Just about every IT environment has some sort of remotely managed environment which requires that they have SSH open to the Internet. Perhaps this is a VPS, dedicated server, or colocation. Regardless of your reason, the fact is that there is just some times where you need to have SSH open to the internet.
However regardless of if it is necessary doesn’t mean that you should just do it… One look at your auth.log will reveal that.
# tail /var/log/auth.log Feb 5 21:12:32 mail sshd: pam_unix(sshd:auth): authentication failure; logname= uid=0 euid=0 tty=ssh ruser= rhost=69-214-200-46.pool.ukrtel.net Feb 5 21:12:34 mail sshd: Failed password for invalid user admin from 126.96.36.199 port 1714 ssh2 Feb 5 21:12:35 mail sshd: pam_unix(sshd:auth): authentication failure; logname= uid=0 euid=0 tty=ssh ruser= rhost=69-214-200-46.pool.ukrtel.net user=root Feb 5 21:12:38 mail sshd: Failed password for root from 188.8.131.52 port 1817 ssh2
The fact of that matter is that once you have SSH open folks will try and hit it and brute force there way in. Now there are many ways around this.
1) Move SSH to a non-standard port number.
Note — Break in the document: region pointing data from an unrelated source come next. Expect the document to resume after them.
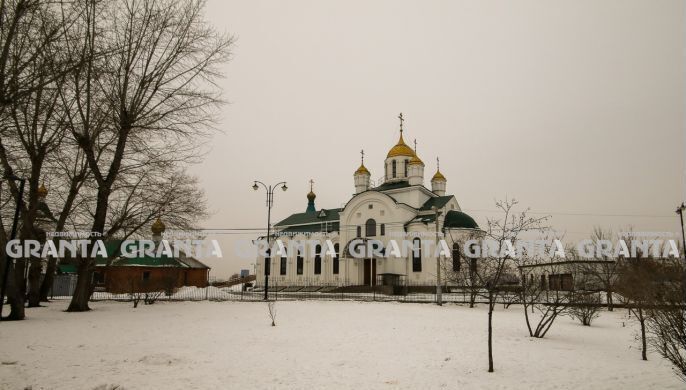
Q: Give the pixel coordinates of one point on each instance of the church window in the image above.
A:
(456, 257)
(336, 262)
(267, 262)
(417, 255)
(284, 261)
(370, 228)
(472, 267)
(299, 263)
(318, 260)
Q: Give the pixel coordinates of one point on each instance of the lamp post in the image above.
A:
(680, 211)
(439, 293)
(13, 235)
(270, 202)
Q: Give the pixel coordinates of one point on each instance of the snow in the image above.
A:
(316, 344)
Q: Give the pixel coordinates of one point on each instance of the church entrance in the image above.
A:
(370, 272)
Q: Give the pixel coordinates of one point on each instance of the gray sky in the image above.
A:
(572, 107)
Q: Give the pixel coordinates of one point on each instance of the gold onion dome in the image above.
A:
(415, 160)
(42, 191)
(438, 176)
(158, 226)
(401, 149)
(362, 170)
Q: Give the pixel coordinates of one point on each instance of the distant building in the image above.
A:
(398, 206)
(143, 273)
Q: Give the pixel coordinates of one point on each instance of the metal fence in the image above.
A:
(64, 285)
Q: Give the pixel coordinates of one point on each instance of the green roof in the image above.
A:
(313, 228)
(330, 215)
(460, 220)
(141, 260)
(392, 185)
(66, 269)
(438, 201)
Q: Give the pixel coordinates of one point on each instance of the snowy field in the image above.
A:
(316, 344)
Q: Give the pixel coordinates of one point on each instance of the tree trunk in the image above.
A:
(46, 285)
(35, 269)
(79, 301)
(644, 343)
(16, 291)
(490, 331)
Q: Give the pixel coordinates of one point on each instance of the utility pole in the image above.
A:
(270, 202)
(680, 210)
(13, 235)
(439, 293)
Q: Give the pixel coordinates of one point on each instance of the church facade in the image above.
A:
(399, 208)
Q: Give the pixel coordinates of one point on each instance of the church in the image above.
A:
(398, 207)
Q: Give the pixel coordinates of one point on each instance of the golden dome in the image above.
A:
(362, 170)
(416, 160)
(400, 149)
(158, 227)
(42, 191)
(438, 176)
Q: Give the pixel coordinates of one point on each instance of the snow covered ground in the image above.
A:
(316, 344)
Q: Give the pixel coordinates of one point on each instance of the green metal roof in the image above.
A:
(392, 185)
(330, 215)
(313, 228)
(113, 248)
(438, 201)
(66, 269)
(458, 219)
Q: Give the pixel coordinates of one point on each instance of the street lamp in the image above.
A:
(13, 235)
(439, 293)
(680, 211)
(270, 202)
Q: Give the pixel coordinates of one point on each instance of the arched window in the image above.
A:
(299, 263)
(416, 255)
(336, 263)
(267, 262)
(318, 260)
(284, 261)
(456, 257)
(370, 228)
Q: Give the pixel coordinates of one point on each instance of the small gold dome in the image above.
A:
(158, 227)
(438, 176)
(400, 149)
(415, 160)
(42, 191)
(362, 170)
2) Disable Root Logins over SSH and use non-standard usernames.
3) Use fail2ban to proactively disconnect users who are attempting to brute force your server.
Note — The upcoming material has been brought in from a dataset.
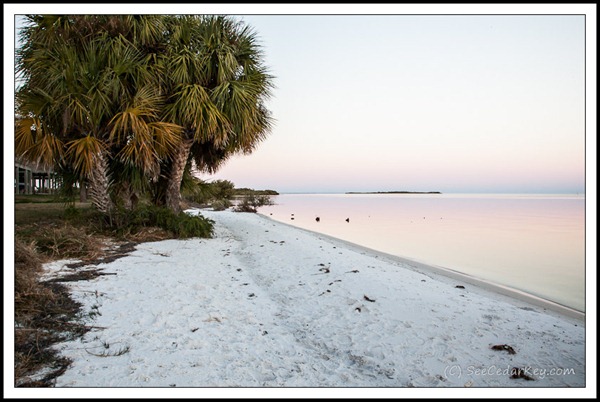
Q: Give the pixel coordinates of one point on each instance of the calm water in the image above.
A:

4) Use SSH keys to secure your logins, and disable all password authentication.
Now options 1 and 2 are really just garbage. They don’t actually do anything with regards to security, they simply obfuscate your environment in the hopes that your attacker will give up and go home. Option 3 is good, and option 4 is a sledge hammer which is crude in its implementation.
Instead I will be implementing a modified version of option 4. What we will be doing is allowing Public Key authentication from the entire internet while allowing Password authentication from trusted IP space, this can be an entire IP block, or single IPs. This relies on the match directive in ssh, so please make sure your version of ssh supports this before attempting.
Configure SSH Keys
# ssh-keygen -t rsa
Copy SSH Keys to your Server
# ssh-copy-id email@example.com
Validate SSH Key Authentication
If you did it properly then you will not be asked for a password.
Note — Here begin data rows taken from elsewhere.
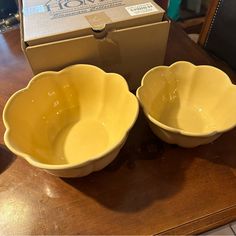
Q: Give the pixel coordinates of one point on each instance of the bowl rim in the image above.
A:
(177, 130)
(102, 155)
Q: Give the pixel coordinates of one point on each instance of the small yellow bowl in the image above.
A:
(186, 104)
(71, 122)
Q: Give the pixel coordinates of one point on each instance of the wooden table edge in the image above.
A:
(211, 221)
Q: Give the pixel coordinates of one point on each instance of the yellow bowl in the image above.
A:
(186, 104)
(71, 122)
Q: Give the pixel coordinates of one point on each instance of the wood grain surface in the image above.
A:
(150, 188)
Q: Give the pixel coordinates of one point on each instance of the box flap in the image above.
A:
(52, 20)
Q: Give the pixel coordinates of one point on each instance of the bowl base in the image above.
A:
(80, 141)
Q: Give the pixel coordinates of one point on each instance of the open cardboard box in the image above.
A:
(124, 36)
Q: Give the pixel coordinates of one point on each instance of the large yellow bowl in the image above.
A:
(186, 104)
(71, 122)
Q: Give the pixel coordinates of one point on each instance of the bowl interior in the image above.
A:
(189, 98)
(71, 116)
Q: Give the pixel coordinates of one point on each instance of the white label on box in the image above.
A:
(141, 9)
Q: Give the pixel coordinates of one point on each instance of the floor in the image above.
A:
(229, 229)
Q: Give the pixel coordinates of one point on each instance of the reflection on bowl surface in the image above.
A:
(64, 121)
(188, 105)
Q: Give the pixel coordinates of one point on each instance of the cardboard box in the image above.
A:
(124, 36)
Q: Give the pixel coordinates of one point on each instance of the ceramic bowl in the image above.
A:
(186, 104)
(71, 122)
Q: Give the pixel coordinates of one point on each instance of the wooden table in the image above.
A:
(151, 187)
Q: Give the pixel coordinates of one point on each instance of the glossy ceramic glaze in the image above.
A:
(71, 122)
(186, 104)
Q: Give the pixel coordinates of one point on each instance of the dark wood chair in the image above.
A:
(218, 34)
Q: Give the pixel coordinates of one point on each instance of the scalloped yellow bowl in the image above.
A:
(71, 122)
(186, 104)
# ssh firstname.lastname@example.org
Secure SSH to Only Allow Password Auth from Trusted Networks
Before you mess with this part ensure you have an alternate way of getting into the system in case you make a mistake which keeps you from using SSH.
In the /etc/ssh/sshd_config disable Password Authentication
# cat /etc/ssh/sshd_config ... PasswordAuthentication no ...
Then add the following to the end of the file, where x.x.x.x and y.y.y.y are your trusted IP addresses, and /32 is used to represent a single IP address.
# cat /etc/ssh/sshd_config ... Match Address x.x.x.x/24,y.y.y.y/32 Password Authentication yes
Validate your Configuration
Once everything is configured you can restart ssh and test.